Orbit Determination from Linked Observations

Problem

You have linked detections and need fitted orbits with quantitative quality metrics and outlier-aware membership outputs.

What You Get Back

The orbit-determination APIs return two synchronized tables:

  • FittedOrbits: one row per solved candidate with quality metrics (orbit_id, arc_length, num_obs, chi2, reduced_chi2, convergence/status fields, and best-fit Cartesian state).

  • FittedOrbitMembers: one row per observation assignment with orbit_id + obs_id plus per-observation residuals and outlier flags.

You use them together to rank candidates, inspect residual structure, remove poor fits, and feed validated solutions downstream.
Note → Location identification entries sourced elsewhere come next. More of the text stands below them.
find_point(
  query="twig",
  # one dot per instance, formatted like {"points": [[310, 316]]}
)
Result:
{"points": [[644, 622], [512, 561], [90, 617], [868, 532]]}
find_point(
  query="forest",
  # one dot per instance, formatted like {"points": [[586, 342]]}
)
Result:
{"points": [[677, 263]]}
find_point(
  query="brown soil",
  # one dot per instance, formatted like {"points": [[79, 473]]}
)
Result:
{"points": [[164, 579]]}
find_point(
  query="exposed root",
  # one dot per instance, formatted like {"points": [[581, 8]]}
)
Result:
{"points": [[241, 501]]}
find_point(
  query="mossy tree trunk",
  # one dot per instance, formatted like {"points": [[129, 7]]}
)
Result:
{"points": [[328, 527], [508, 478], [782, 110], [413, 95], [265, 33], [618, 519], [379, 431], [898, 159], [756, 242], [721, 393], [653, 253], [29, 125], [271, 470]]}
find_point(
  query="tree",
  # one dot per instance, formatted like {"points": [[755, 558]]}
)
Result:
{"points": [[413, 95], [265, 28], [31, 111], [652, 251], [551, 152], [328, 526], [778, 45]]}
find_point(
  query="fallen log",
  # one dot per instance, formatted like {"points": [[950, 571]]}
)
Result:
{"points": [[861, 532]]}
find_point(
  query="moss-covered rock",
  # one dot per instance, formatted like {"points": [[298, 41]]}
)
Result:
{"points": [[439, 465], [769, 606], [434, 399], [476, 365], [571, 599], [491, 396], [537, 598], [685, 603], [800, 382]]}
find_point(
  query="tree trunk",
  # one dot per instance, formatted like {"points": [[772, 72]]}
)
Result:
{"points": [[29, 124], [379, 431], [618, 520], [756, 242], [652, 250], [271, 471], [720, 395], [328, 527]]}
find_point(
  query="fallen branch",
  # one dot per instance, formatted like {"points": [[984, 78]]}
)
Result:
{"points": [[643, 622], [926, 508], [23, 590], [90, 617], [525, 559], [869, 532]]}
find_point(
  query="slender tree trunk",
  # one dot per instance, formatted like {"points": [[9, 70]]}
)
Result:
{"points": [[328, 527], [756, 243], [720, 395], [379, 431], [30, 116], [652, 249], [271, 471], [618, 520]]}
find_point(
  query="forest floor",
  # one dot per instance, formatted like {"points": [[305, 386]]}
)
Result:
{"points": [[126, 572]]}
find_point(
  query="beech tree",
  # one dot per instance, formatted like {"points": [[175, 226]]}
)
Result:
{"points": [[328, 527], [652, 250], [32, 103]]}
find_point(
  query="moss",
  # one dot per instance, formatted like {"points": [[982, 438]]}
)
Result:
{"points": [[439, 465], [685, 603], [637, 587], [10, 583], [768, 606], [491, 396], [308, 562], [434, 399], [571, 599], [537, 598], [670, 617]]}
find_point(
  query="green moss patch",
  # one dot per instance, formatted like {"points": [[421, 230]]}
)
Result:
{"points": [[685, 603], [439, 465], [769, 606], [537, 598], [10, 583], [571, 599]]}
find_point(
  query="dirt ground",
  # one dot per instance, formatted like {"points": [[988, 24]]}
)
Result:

Implementation Options and Tradeoffs

  • initial_orbit_determination only: Fast triage and coarse fits for many candidates.

  • initial_orbit_determination + fit_least_squares: Higher-quality solutions and covariance updates, more compute and tuning.

Runnable Example

import pyarrow.compute as pc
from adam_assist import ASSISTPropagator
from adam_core.orbit_determination import (
    FittedOrbitMembers,
    FittedOrbits,
    OrbitDeterminationObservations,
    evaluate_orbits,
    fit_least_squares,
    initial_orbit_determination,
)

observations: OrbitDeterminationObservations
linkage_members: FittedOrbitMembers
# These are typically produced by your detection association pipeline.
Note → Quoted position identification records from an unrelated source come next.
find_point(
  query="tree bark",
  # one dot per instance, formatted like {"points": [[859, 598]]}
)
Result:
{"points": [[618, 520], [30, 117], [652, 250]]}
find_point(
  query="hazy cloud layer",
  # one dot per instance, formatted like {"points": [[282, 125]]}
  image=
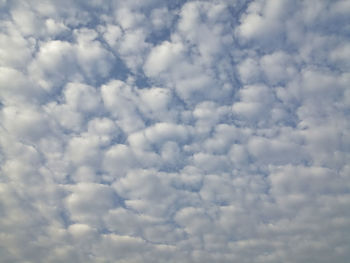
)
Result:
{"points": [[174, 131]]}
propagator_cls: type[ASSISTPropagator] = ASSISTPropagator

iod_orbits: FittedOrbits
iod_members: FittedOrbitMembers
iod_orbits, iod_members = initial_orbit_determination(
    observations=observations,
    linkage_members=linkage_members,
    propagator=propagator_cls,
    min_obs=6,
    min_arc_length=1.0,
    chunk_size=1,
    max_processes=4,
)

propagator = ASSISTPropagator()

# Inspect top candidates by quality metric.
ranked_orbits = iod_orbits.sort_by([("reduced_chi2", "ascending")])
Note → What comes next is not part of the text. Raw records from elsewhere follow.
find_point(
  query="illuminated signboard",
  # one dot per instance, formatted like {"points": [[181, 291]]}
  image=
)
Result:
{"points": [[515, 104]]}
# Refine one candidate orbit with differential correction.
# (Converts one fitted row to Orbits for the least-squares fitter.)
fitted_orbit, fitted_members = fit_least_squares(
    orbit=ranked_orbits.take([0]).to_orbits(),
    observations=observations,
    propagator=propagator,
)

# Evaluate an orbit set against the same observation bundle.
evaluated_orbits, evaluated_members = evaluate_orbits(
    orbits=iod_orbits.to_orbits(),
    observations=observations,
    propagator=propagator,
)

# Example: count non-outlier members by orbit_id.
non_outlier = evaluated_members.apply_mask(pc.invert(evaluated_members.outlier))
print(non_outlier.group_by("orbit_id").aggregate([("obs_id", "count")]))

When to Use This Pattern

Use this for candidate confirmation, orbit quality scoring, and iterative cleanup of observation-to-orbit assignments.